Het mag bij huidige gerontologen verbazing wekken dat er vlak na 1950 al zulk kwalitatief hoogstaand onderzoek in Nederland plaatsvond. Het is dan goed te bedenken dat de wereldberoemde Framingham study in de Verenigde Staten in 1948 van start was gegaan. Van Zonneveld tilde het Nederlandse onderzoek op internationaal niveau. Hij was dan ook een graag geziene gast op internationale congressen en in onderzoekscentra over de hele wereld. Hij was fellow van de Gerontological Society of America, en ereburger van Winnipeg, waar het eerste Canadese Centre on Aging werd gevestigd. Over al die reizen kon hij vermakelijke verhalen vertellen.
Betrof zijn promotie-onderzoek een steekproef van Groningse ouderen, in 1955 startte van Zonneveld, inmiddels werkzaam bij de Gezondheidsorganisatie TNO, een onderzoek naar de gezondheid van ‘bejaarden’ in heel Nederland, dat tot 1975 longitudinaal werd voortgezet. Daarmee was dit het eerste grootschalige longitudinale onderzoek in Nederland. Zelf heb ik het voorrecht gehad om deze gegevens voor mijn proefschrift te mogen gebruiken.
Behalve bij TNO was Van Zonneveld werkzaam bij het Instituut Sociale Geneeskunde in Leiden, het Instituut voor Gezondheidsleer in Wageningen, en bekleedde hij diverse functies in binnen- en buitenland, onder andere consulent gerontologie bij de Wereld Gezondheidsorganisatie.
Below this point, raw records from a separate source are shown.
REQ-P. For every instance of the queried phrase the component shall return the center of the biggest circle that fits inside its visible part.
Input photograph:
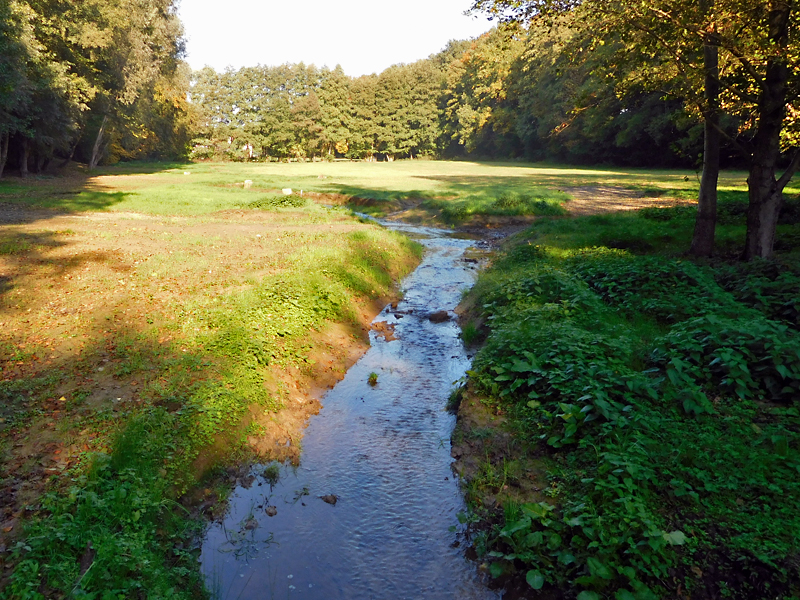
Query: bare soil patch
(75, 289)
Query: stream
(387, 526)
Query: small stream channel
(384, 452)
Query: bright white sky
(362, 36)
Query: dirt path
(598, 199)
(79, 292)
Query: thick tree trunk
(23, 160)
(71, 153)
(765, 192)
(4, 138)
(706, 222)
(98, 144)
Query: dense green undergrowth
(111, 527)
(663, 396)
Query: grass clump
(193, 322)
(662, 395)
(282, 201)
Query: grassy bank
(631, 426)
(153, 333)
(451, 192)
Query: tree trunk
(706, 221)
(23, 161)
(98, 143)
(764, 190)
(71, 153)
(3, 151)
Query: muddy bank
(371, 510)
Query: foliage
(662, 403)
(67, 68)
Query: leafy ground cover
(149, 340)
(631, 427)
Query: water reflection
(371, 510)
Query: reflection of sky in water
(384, 451)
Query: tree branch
(790, 171)
(734, 142)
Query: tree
(753, 44)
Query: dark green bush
(752, 358)
(283, 201)
(666, 289)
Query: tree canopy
(103, 78)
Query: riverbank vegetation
(154, 332)
(630, 427)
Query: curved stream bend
(384, 453)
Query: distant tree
(477, 113)
(748, 48)
(407, 109)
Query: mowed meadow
(162, 323)
(157, 329)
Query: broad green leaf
(676, 538)
(535, 579)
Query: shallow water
(384, 452)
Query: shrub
(753, 358)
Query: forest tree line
(537, 93)
(95, 80)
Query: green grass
(205, 353)
(662, 398)
(453, 191)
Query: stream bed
(371, 511)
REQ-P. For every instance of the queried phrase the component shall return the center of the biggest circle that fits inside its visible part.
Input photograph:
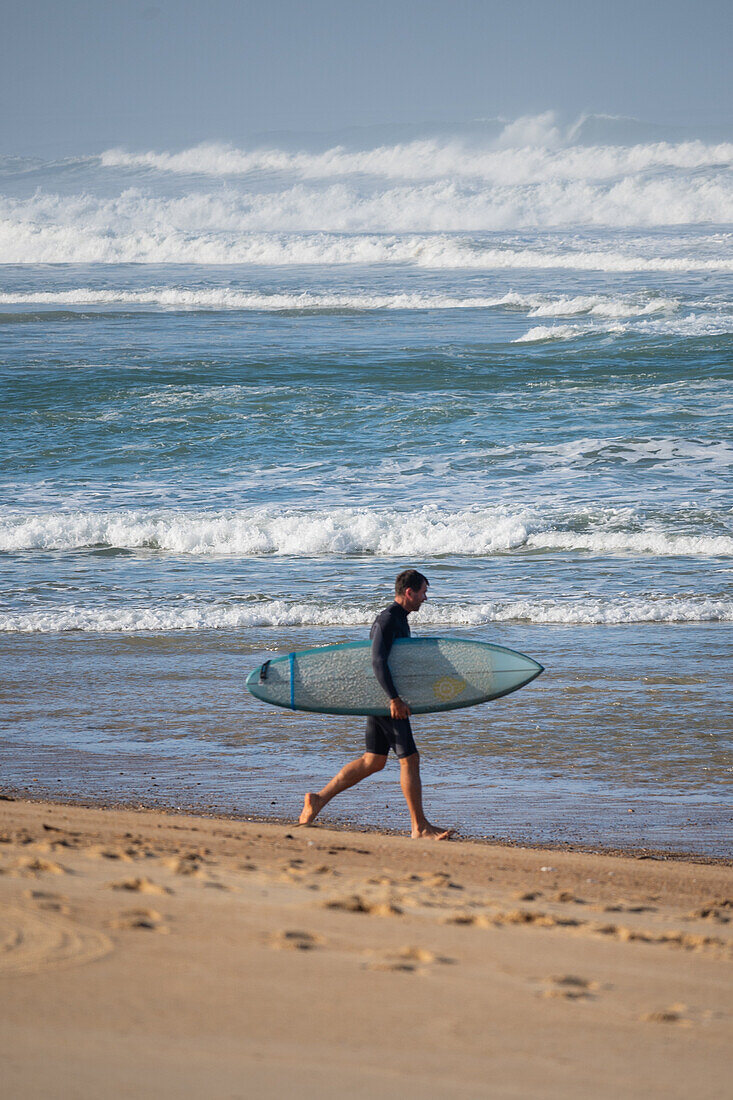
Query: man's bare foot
(312, 807)
(431, 833)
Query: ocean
(242, 387)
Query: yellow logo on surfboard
(448, 688)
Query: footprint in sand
(101, 853)
(294, 941)
(33, 942)
(675, 1014)
(47, 900)
(190, 864)
(36, 866)
(140, 886)
(356, 904)
(718, 911)
(149, 920)
(570, 988)
(408, 959)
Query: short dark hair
(409, 579)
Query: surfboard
(429, 673)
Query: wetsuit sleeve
(381, 646)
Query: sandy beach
(148, 954)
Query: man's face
(415, 597)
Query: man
(393, 733)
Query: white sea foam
(525, 154)
(692, 325)
(89, 237)
(427, 532)
(349, 223)
(283, 614)
(223, 298)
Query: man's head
(411, 590)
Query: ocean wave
(423, 534)
(75, 239)
(227, 298)
(690, 327)
(518, 157)
(284, 614)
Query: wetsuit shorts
(385, 734)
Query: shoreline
(178, 954)
(192, 810)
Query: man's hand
(398, 708)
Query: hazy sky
(87, 74)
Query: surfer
(393, 733)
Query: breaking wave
(280, 613)
(226, 298)
(424, 534)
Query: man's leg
(349, 776)
(412, 788)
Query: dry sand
(145, 954)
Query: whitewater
(244, 385)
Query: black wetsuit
(385, 734)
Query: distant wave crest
(428, 532)
(280, 613)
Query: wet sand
(148, 954)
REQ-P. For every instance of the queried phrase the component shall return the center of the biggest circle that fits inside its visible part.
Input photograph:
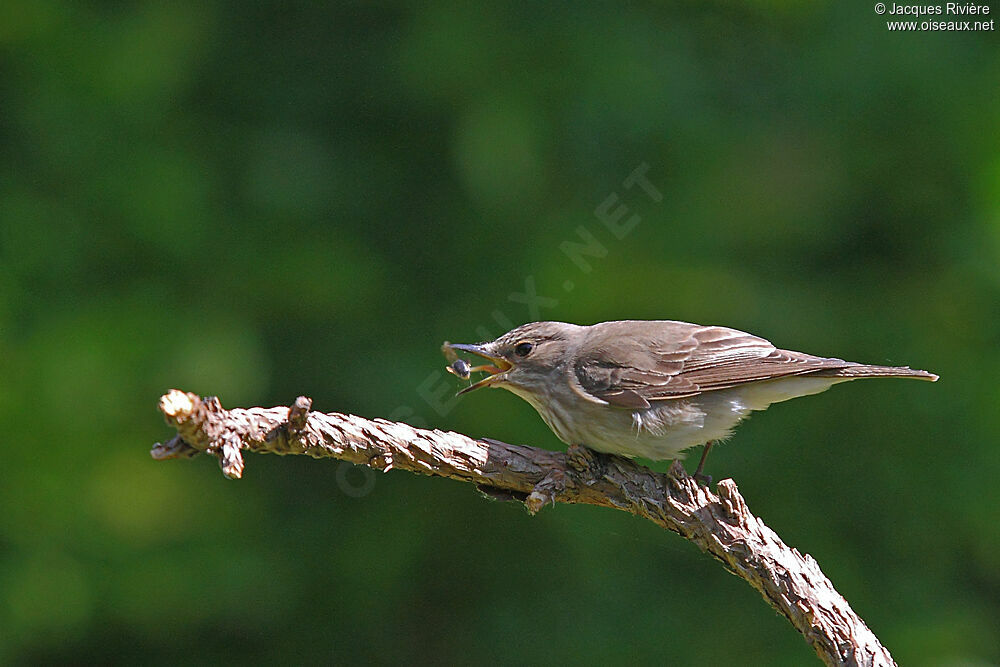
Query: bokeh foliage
(260, 200)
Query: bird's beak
(496, 369)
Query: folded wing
(631, 364)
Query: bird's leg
(584, 460)
(698, 476)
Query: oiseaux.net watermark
(947, 17)
(615, 217)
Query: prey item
(652, 388)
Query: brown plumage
(653, 388)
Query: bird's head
(524, 358)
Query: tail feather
(863, 371)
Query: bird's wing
(630, 364)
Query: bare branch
(721, 525)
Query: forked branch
(721, 525)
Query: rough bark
(720, 525)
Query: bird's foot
(702, 478)
(584, 461)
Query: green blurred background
(261, 200)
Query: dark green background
(261, 200)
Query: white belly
(666, 429)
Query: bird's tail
(863, 371)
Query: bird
(651, 388)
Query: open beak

Sinds 1954 was hij respectievelijk secretaris, penningmeester en erelid van de Nederlandse Vereniging voor Gerontologie. Erelid werd hij ook van diverse andere verenigingen, zoals de Beroepsvereniging voor Verpleeghuisartsen en Sociaal Geriaters. Maar Van Zonneveld was niet alleen als gerontoloog werkzaam, hij liet zich ook gelden als sociaal geneeskundige in het algemeen. Twintig jaar lang was hij hoofdredacteur van het Tijdschrift Sociale Geneeskunde. Naast tientallen artikelen publiceerde hij diverse tekstboeken voor het universitair onderwijs, zoals ‘Medische Gerontologie’ en ‘Sociale Geneeskunde’. Vooral het laatste boek is door vele generaties studenten gebruikt.
Vrijwel tot het einde van zijn leven toe heeft Van Zonneveld zich verbonden gevoeld met het reilen en zeilen van de gerontologie en de geriatrie in Nederland. Wij kunnen trots zijn dat wij een pionier als hem in ons midden hebben gehad, en zullen zijn adviezen en belangstelling missen.